Militant/Ruth NebbiaJan. 28 protest by thousands of Virginia teachers, other school workers and their supporters. Since 2008 state has cut thousands of teaching and school positions while enrollment soared.

RICHMOND, Va. — Thousands of red-jacketed teachers, other school workers and their supporters rallied at the state Capitol here Jan. 28 protesting both the long-standing decline of the schools and state government budget cuts that slashed school funding, building maintenance and teachers’ pay.

Carrying a sign, “I teach, I coach, I’m broke,” Jessie Smith, a high school teacher in Chesterfield, joined the Virginia Educators United-led march from Monroe Park. “I’ve heard three different explanations of the state legislature’s promises, and I still don’t understand them,” she told the Militant.

Virginia Educators United is made up of teachers and other school workers, including members of various unions and those who are not in unions, as well as parents, who want to fight for their demands.

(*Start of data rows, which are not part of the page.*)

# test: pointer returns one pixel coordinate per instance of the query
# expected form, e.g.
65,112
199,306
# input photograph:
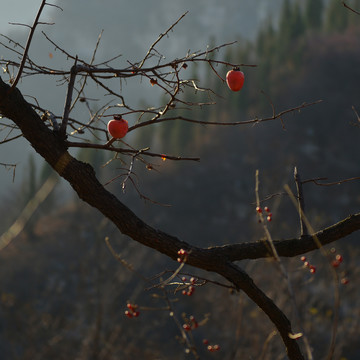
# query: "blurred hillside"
63,294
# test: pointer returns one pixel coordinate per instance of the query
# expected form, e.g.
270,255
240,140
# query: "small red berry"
118,127
235,79
128,314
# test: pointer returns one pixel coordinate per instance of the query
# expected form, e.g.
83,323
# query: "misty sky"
19,11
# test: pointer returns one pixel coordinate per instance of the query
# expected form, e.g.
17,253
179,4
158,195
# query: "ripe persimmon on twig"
170,76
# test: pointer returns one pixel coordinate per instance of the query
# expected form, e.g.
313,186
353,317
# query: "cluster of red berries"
267,210
132,310
191,324
311,268
191,288
211,348
183,254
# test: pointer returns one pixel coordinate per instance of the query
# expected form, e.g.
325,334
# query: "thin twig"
159,38
65,118
27,47
301,202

Since 2008 state funding per student has been cut by 10 percent. There are 10,423 fewer school workers today, including 4,000 fewer teachers, while enrollment has jumped by 50,000. Virginia law allows local school districts to raise money to supplement state funding; meaning schools in wealthier areas have more and better paid school workers and supplies.

“The state says that local governments should pay their ‘fair share,’” said Kathy Beery, a reading specialist from Harrisonburg and activist in Virginia Educators United. “What’s being said is that it’s OK to have two-tiers in education based on poverty,” she said.

Beery noted that the majority of students where she works qualify for free breakfast and reduced-lunch programs. She said, “It’s a world problem, the rich are keeping people in servitude.”

Juliane Toce, a science teacher in Richmond told the Militant, “An increase in salary would be a big bonus to getting funding across the board.

“The buildings aren’t safe. The school I teach in is 100 years old. Twice in the last 18 months, storms blew in the 15-foot glass panels. Luckily, at the time there were no children around. There’s a shortage of buses and bus drivers, kids have to sit three-deep on the bus.”

Mathew Bryan, 31, from Dinwiddie County was part of a Carpenters union contingent of 15 who came to show solidarity. “The schools are steadily going down,” he said.

Virginia is marked by stark differences in income and conditions in different parts of the state. With three of the richest areas and highest median household income in the U.S. in northern Virginia — in Loudoun and Fairfax counties, and Falls Church City — teachers can’t afford to live where they work. Some live as far away as West Virginia.

Ayesha Darby, a preschool teacher in Richmond, said her day begins at 6:30 a.m. when she gets her son ready for school. She teaches 5-year-olds from 8:30 a.m. to 3:34 p.m., then picks up her daughter, makes dinner and goes to her second job from 5 to 11 p.m. at Kohl’s. Darby said, “I get one 15-minute break all day.”

“We need to strike,” she said.

As teachers marched in Virginia, school workers in West Virginia reacted to a series of proposed attacks on their unions and working conditions in a new bill submitted to the state legislature. They are discussing a one-day strike. Teachers there started a wave of teacher protests across the country last year fighting for higher pay and more state funds for schools.

Ninety-seven percent of school workers in Mingo County voted Jan. 29 to authorize a strike. The bill they are fighting retains the 5 percent pay raise school workers won in their 2018 strike and protest movement, but it raises class size from 25 to 28, undercuts job seniority, introduces “differential pay” to divide workers, legalizes charter schools and school vouchers and makes it harder for unions to collect dues.

Mingo County is in the heart of West Virginia coal country. The decadeslong tradition of militant miners’ union struggles marked the school workers’ revolt there last year.